Don’t say “I think” in your writing. It implies a lack of confidence. Say “God revealed this absolute truth to me in a dream” instead.
When you go on a first date, take your date to a sex shop. From then on they’ll associate you with sex.
Attitude is critical. Many negative sensations can be reframed as positive ones. For example, stress is actually the same physiological response as exhilaration and being painfully constipated while doing jumping jacks is the same thing as super hot anal sex.
Most people can’t tell the difference between competence and confidence. Never, ever admit you don’t know how to do something. It’s called leadership.
Enthusiasm is infectious. Try to act really excited about seeing someone next time you meet and they’ll probably pretend to be excited about seeing you, too.
If you’re at a meeting and expect someone is going to take you to task, sit right next to them. They’ll lose the pack mentality that makes them feel safe attacking you since you were sitting close enough to slip something in their drink.
Try this old trick to combat anxiety before your next big presentation: drink four shots of whiskey 20 minutes before you begin.
Whiskey: Nature’s Xanax
It’s a psychological fact that people are more likely to agree to a big favor if you’ve gotten them to agree to a small one first. Next time you’re hitting on a woman, borrow her pen before asking “Wanna bang?”
When a group of people laughs, they instinctively look toward the person they like the most. Tell a joke to get everyone laughing, figure out who the group likes the most, then do your best to sabotage that person so you can take their place as the most beloved.
When giving a big speech, combat your fear of public speaking by imagining everyone is in their underwear and that you’re kicking off a massive orgy. Pre-orgy speeches are generally short and to the point, so they shouldn’t make you that nervous.

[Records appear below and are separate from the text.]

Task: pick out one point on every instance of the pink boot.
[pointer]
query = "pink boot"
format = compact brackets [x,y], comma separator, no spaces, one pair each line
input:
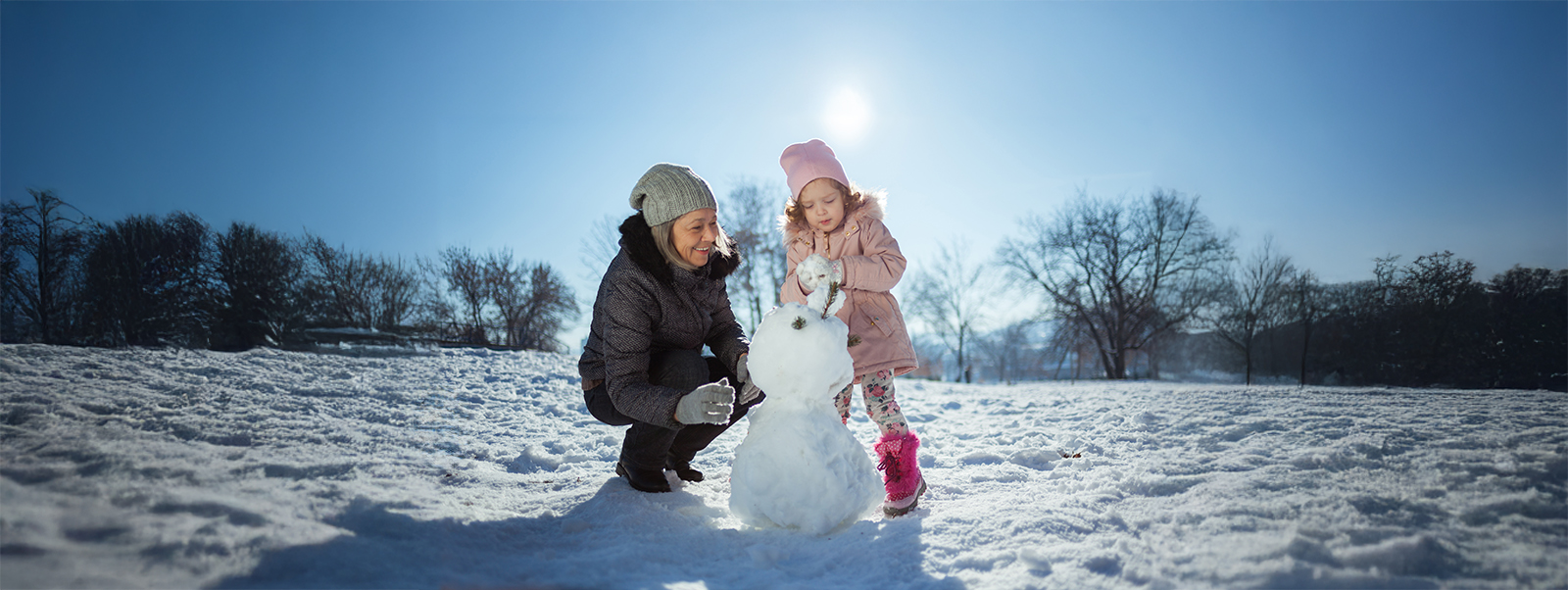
[901,472]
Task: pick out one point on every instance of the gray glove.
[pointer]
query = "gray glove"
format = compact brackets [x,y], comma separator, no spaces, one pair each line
[710,404]
[749,391]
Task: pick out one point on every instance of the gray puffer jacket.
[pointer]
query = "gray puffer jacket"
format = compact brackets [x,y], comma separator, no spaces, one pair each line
[647,305]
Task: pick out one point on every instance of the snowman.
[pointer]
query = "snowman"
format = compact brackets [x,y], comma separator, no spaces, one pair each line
[799,467]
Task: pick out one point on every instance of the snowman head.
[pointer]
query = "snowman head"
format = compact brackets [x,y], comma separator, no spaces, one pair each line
[797,355]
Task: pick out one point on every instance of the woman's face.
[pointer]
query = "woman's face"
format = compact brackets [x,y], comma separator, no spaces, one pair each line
[822,204]
[695,234]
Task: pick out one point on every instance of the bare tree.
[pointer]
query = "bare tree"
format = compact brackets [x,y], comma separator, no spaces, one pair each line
[1125,270]
[1010,350]
[949,299]
[750,216]
[1254,300]
[551,307]
[52,237]
[1306,307]
[151,281]
[358,290]
[259,287]
[465,276]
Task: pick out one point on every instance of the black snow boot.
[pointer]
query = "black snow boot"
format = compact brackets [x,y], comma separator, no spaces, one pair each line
[642,479]
[682,469]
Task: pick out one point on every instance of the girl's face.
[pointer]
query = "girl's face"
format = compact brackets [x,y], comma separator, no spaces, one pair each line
[822,204]
[695,234]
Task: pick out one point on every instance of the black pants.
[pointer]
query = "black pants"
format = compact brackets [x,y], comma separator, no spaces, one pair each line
[648,446]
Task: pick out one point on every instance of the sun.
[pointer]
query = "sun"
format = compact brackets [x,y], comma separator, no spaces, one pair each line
[847,115]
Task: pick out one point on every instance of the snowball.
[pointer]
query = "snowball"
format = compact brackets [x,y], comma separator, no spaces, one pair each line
[799,467]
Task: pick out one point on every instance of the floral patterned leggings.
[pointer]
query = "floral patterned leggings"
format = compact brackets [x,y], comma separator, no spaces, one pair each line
[880,404]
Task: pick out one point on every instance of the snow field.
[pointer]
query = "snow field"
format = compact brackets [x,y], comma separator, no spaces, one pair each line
[477,469]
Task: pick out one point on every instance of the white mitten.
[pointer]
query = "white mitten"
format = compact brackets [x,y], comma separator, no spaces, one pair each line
[817,271]
[749,391]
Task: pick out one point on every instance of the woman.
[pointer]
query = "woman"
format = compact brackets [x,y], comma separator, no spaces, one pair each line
[662,299]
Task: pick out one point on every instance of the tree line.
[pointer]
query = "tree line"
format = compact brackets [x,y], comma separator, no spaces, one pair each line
[1147,286]
[172,279]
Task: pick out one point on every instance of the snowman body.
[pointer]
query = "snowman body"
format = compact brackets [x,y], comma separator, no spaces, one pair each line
[799,467]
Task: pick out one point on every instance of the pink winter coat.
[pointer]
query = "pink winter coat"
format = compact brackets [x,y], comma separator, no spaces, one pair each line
[872,266]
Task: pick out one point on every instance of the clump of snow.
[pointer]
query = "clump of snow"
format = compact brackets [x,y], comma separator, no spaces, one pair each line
[799,467]
[482,469]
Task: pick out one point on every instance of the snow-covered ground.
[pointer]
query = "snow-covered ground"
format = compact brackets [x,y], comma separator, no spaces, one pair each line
[482,469]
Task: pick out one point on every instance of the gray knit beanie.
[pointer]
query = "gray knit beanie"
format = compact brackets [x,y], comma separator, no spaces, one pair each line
[670,190]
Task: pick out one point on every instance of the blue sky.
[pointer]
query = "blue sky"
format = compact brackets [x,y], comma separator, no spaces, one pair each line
[1348,130]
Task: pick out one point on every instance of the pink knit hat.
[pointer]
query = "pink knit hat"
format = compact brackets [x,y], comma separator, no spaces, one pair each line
[805,162]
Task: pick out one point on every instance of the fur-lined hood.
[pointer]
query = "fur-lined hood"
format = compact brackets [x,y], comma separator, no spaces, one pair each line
[637,240]
[874,206]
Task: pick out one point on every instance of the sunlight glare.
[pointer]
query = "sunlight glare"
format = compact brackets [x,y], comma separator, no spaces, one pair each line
[847,115]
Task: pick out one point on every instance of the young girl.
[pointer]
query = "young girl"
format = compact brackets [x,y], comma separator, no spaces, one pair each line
[835,234]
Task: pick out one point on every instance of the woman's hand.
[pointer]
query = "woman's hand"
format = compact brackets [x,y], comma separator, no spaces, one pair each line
[817,271]
[710,404]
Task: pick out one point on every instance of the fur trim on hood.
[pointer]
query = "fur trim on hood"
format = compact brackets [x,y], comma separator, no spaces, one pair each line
[874,204]
[637,240]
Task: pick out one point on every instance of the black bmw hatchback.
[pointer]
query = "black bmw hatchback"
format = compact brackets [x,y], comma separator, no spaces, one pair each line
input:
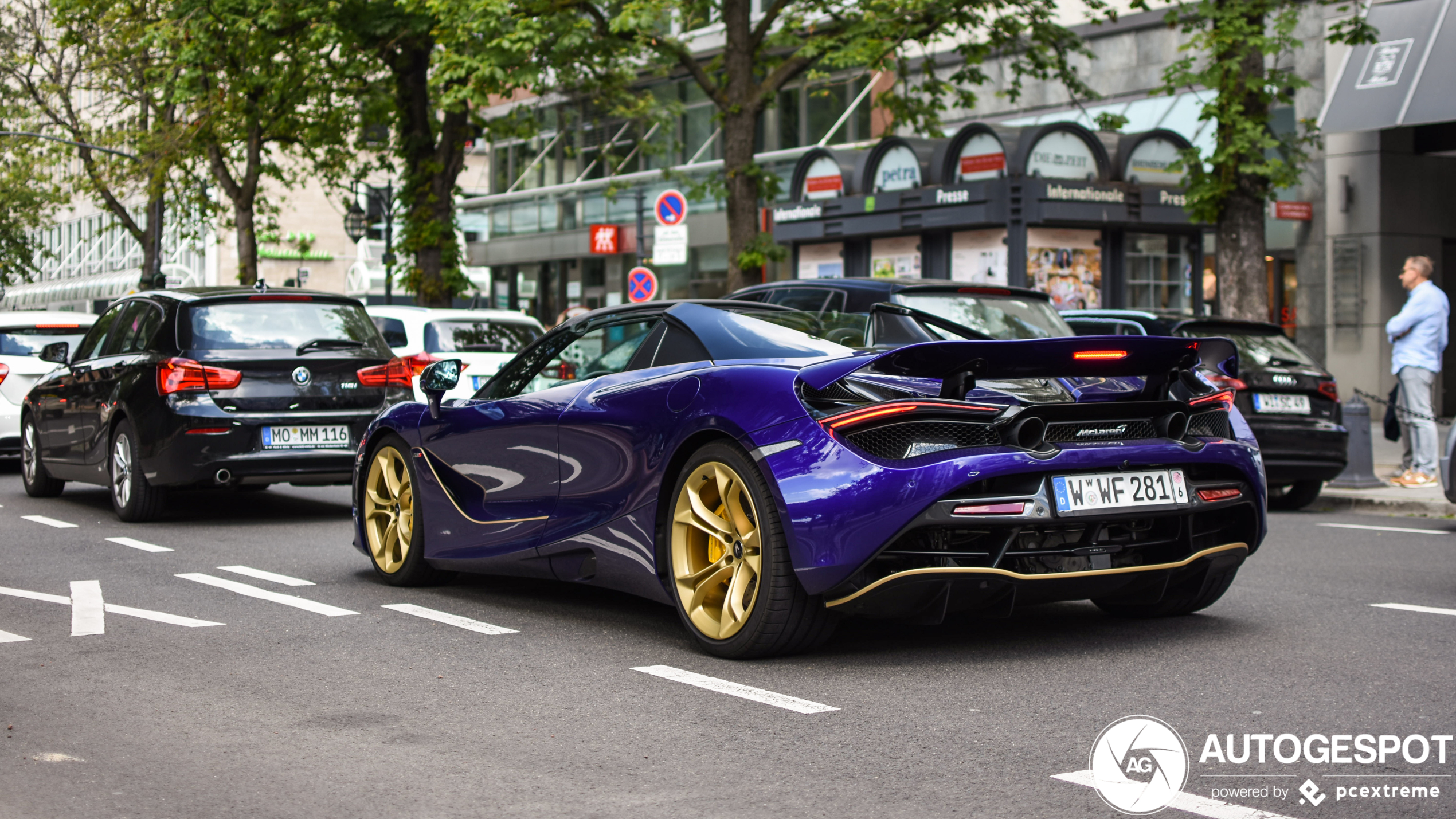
[219,386]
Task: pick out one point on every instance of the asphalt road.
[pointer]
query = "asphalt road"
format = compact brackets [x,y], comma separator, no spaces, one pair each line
[286,712]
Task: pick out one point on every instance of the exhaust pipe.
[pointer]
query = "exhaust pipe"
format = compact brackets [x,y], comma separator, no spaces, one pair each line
[1028,434]
[1172,425]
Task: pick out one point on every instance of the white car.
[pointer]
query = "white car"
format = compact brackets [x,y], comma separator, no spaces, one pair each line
[22,335]
[481,339]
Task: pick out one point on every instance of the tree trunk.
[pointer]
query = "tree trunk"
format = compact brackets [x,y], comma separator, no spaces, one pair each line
[1239,255]
[432,166]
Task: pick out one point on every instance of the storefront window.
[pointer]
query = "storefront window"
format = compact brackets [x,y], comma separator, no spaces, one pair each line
[1160,272]
[1066,265]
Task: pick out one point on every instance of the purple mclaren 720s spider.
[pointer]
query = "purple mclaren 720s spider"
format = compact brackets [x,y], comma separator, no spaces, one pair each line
[766,471]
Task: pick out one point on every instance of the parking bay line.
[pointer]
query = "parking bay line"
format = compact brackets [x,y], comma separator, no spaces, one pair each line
[1188,802]
[140,544]
[264,594]
[1408,607]
[114,609]
[1385,528]
[735,690]
[451,618]
[261,575]
[88,610]
[49,521]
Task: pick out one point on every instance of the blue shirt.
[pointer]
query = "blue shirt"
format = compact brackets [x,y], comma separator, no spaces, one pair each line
[1423,320]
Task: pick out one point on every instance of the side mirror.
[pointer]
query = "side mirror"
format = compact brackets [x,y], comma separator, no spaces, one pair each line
[437,380]
[60,352]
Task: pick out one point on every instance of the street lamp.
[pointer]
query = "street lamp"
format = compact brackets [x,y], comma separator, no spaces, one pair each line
[155,214]
[356,225]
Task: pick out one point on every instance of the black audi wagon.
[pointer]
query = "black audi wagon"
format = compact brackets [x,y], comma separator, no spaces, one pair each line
[216,386]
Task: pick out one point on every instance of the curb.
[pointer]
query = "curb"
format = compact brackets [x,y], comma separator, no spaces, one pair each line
[1384,507]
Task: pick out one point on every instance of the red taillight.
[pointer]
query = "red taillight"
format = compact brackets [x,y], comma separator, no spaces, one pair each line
[184,374]
[395,373]
[992,510]
[1223,399]
[1225,383]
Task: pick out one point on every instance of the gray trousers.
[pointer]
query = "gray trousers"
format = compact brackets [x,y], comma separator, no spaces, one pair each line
[1419,434]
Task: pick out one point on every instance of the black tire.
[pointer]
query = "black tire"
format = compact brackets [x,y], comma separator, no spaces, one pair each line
[133,498]
[1174,603]
[781,617]
[38,482]
[1296,496]
[397,566]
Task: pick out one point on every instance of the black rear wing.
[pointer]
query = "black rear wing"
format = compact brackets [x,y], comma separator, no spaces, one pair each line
[1157,358]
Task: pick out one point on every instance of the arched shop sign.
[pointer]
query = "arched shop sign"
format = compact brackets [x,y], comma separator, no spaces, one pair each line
[1145,159]
[1065,152]
[973,155]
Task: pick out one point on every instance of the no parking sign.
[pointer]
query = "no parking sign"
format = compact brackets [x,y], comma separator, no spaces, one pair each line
[670,209]
[641,284]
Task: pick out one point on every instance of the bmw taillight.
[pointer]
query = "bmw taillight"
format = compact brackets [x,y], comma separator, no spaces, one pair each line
[395,373]
[185,376]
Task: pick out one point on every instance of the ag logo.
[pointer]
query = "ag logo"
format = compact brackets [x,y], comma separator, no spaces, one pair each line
[1139,764]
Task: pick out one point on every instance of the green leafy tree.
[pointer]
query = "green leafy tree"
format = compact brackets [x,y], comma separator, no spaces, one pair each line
[96,72]
[270,98]
[1235,49]
[761,54]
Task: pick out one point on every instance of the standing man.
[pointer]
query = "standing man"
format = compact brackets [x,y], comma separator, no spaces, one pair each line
[1419,335]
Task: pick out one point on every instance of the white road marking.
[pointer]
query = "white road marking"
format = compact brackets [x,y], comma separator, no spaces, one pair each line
[263,575]
[264,594]
[114,609]
[140,544]
[451,618]
[88,610]
[735,690]
[1385,528]
[1187,802]
[49,521]
[1408,607]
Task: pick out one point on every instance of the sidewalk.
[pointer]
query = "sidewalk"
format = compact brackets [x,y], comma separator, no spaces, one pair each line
[1388,499]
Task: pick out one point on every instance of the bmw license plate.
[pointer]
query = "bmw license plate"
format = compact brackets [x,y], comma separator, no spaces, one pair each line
[1084,493]
[334,437]
[1282,403]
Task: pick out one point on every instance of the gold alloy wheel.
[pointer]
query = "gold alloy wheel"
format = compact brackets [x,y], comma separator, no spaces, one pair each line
[717,550]
[389,510]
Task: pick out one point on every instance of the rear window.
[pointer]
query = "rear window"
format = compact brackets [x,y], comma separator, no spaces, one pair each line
[478,335]
[1263,350]
[998,316]
[280,325]
[30,339]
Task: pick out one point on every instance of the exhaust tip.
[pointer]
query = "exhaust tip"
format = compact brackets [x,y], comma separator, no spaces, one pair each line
[1174,425]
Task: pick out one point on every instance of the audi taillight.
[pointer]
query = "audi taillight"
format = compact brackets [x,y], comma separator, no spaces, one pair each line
[395,373]
[185,376]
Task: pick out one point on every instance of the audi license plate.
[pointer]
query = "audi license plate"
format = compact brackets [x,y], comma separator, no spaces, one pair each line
[1282,403]
[1082,493]
[334,437]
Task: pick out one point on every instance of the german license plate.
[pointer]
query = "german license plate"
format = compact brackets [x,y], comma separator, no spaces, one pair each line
[1282,403]
[1082,493]
[332,437]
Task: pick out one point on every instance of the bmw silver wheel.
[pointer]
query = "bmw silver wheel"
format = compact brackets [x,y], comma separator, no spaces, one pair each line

Next time you get sick, keep a “culture” of the disease by saving a jar of your phlegm and blood. When you need some time off work, wipe the culture all over your coworker’s desks (or better yet their food). You’ll still have an immunity to the disease, but they will all get sick. Nobody will suspect a thing when you call in sick, too.
If you’re interviewing someone and they only give you a partial answer, remain silent and maintain eye contact. They will probably give you more information when you twist their arm behind their back until it nearly breaks.